My take is: you shouldn’t expect to get everything right when you try to reason about a moderately complicated system abstractly, no matter how smart you are. You’d like to have a lot of practice so that you can do your best, can get a sense for what kinds of things you tend to miss and how they change the bottom line, can better understand what the returns to thinking are typically like, and so on. This was a fun and unusually self-contained example, where we happened to miss an important and very clean consideration that can be appreciated with very little domain knowledge. (I think realistic cases are usually much more of a mess.)
In this case, I feel pretty confident that I would have noticed this consideration if I thought about the question for a few hours (and probably less), and I think that it would become obvious if you tried to write out your reasoning sufficiently carefully. But even if I spend hundreds of hours thinking about some issue with AI, I expect to miss all kinds of important and obvious-in-retrospect considerations in a roughly analogous way. (This is related to my view that verification is easier than generation.)
I don’t think that means we shouldn’t try to figure things out by thinking about them. Thinking about what’s going on is an important part of how to get to correct answers quickly and an important complement of empirical data (you need to think when empirical data is hard to come by, to help interpret history and the results of experiment, to prioritize experimentation, etc.).

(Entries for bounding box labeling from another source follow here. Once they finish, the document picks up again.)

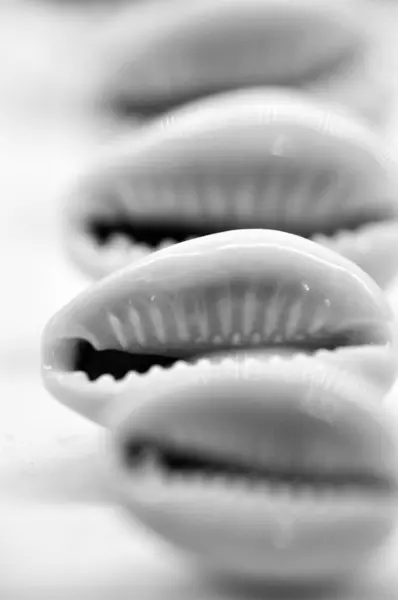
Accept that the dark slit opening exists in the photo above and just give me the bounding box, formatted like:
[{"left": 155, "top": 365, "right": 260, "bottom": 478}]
[
  {"left": 67, "top": 329, "right": 380, "bottom": 381},
  {"left": 86, "top": 215, "right": 385, "bottom": 248},
  {"left": 123, "top": 439, "right": 390, "bottom": 490},
  {"left": 72, "top": 340, "right": 178, "bottom": 381}
]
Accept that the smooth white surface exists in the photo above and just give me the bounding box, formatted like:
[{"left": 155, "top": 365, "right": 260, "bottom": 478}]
[{"left": 0, "top": 2, "right": 398, "bottom": 600}]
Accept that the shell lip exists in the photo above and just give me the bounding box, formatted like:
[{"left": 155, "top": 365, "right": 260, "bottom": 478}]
[
  {"left": 42, "top": 230, "right": 395, "bottom": 422},
  {"left": 66, "top": 89, "right": 398, "bottom": 276},
  {"left": 106, "top": 1, "right": 367, "bottom": 116},
  {"left": 112, "top": 363, "right": 398, "bottom": 510}
]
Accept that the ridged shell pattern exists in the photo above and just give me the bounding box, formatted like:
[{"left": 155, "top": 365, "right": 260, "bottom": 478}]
[{"left": 73, "top": 282, "right": 382, "bottom": 356}]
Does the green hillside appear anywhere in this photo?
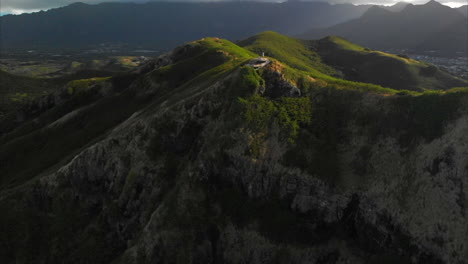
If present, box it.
[0,70,57,116]
[238,31,335,75]
[316,36,468,91]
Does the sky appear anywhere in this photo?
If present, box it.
[0,0,467,15]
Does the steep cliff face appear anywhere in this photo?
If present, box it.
[0,36,468,264]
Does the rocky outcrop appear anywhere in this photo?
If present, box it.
[0,42,468,264]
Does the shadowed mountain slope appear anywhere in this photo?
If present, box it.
[0,32,468,264]
[0,2,368,50]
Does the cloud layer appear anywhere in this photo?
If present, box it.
[0,0,466,14]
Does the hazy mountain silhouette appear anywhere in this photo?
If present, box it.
[301,1,468,54]
[457,5,468,16]
[383,2,410,12]
[0,2,369,51]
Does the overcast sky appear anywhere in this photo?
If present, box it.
[0,0,467,14]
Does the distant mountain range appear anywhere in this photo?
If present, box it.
[457,5,468,17]
[0,32,468,264]
[0,2,370,49]
[301,1,468,56]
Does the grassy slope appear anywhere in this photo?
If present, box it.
[0,33,466,192]
[238,31,335,75]
[317,36,468,91]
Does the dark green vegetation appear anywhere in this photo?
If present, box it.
[0,32,468,264]
[317,37,468,91]
[301,0,468,56]
[0,70,57,113]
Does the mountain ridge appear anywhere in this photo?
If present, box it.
[301,2,468,56]
[0,32,468,264]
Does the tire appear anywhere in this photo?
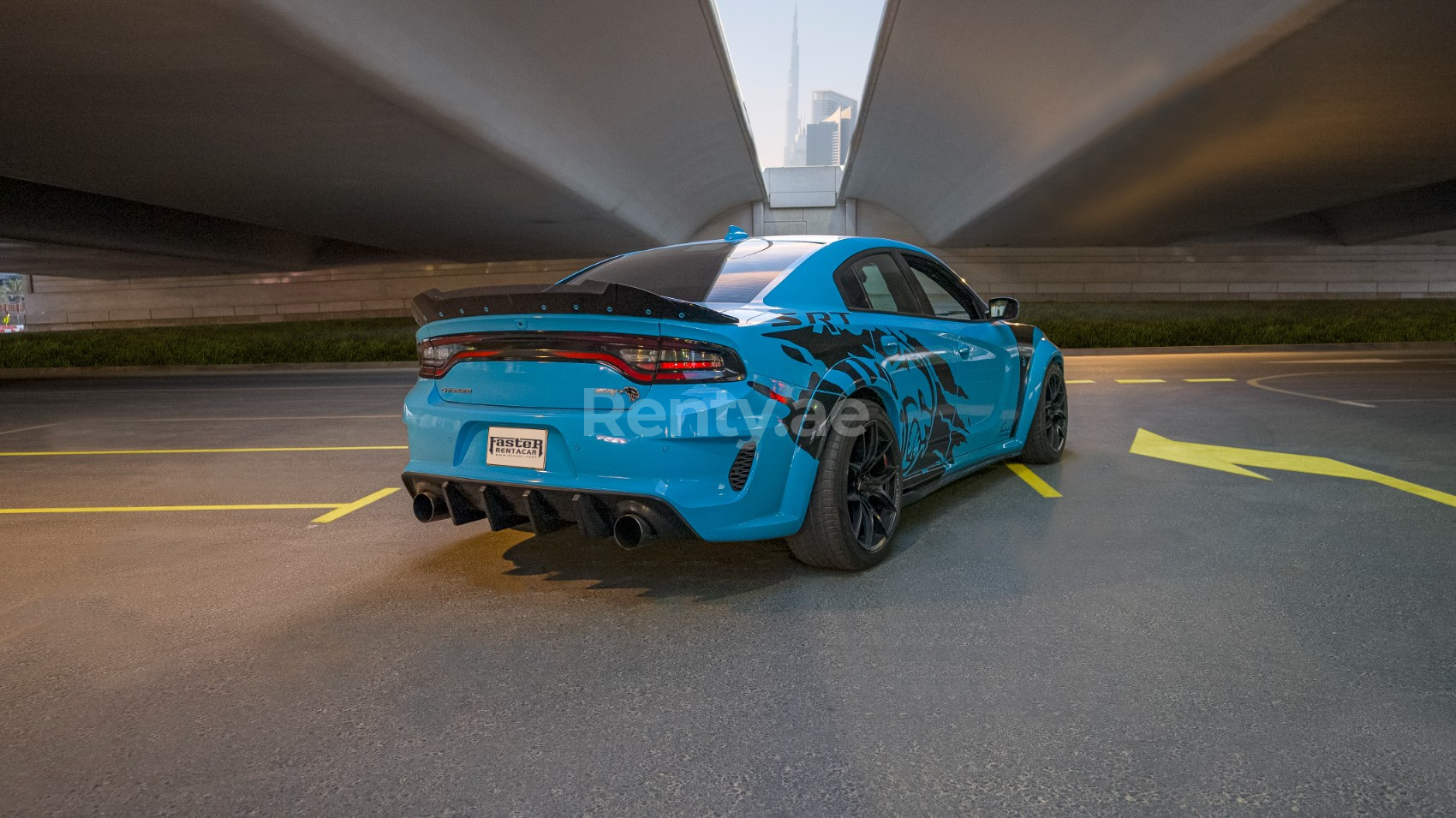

I’m not sure if your comment is disagreeing with any of this. It sounds like we’re on the same page about the fact that exact reasoning is prohibitively costly, and so you will be reasoning approximately, will often miss things, etc.
Of course, I think even if you successfully notice every on-paper consideration, there are still likely to be messy facts about the real world that you either didn’t know or obviously had no hope of capturing in a model that’s simple enough to reason about. That said, I think that reasoning in practice is basically never purely in this regime (and if you do literally get to this regime for a question, in some sense you’ve probably spent too long thinking about the question relative to doing something else), so in practice wrong conclusions are almost always due to a combination of both “not knowing enough” and “not thinking hard enough” / “not being smart enough.”
I agree. The term I’ve heard to describe this state is “violent agreement”.
The only thing I was trying to point out (maybe more so for everyone else reading the commentary than for you specifically) is that it is perfectly rational for an actor to “not think hard enough” about some problem and thus arrive at a wrong conclusion (or correct conclusion but for a wrong reason), because that actor has higher priority items requiring their attention, and that puts hard time constraints on how many cycles they can dedicate to lower priority items, e.g. debating AC efficiency. Rational actors will try to minimize the likelihood that they’ve reached a wrong conclusion, but they’ll also be forced to minimize or at least not exceed some limit on allowed computation cycles, and on most problems that means the computation cost + any type of hard time constraint is going to be the actual limiting factor.
Although even that, I think that’s more or less what you meant by
In engineering R&D we often do a bunch of upfront thinking at the start of a project, and the goal is to identify where we have uncertainty or risk in our proposed design. Then, rather than spend 2 more months in meetings debating back-and-forth who has done the napkin math correctly, we’ll take the things we’re uncertain about and design prototypes to burn down risk directly.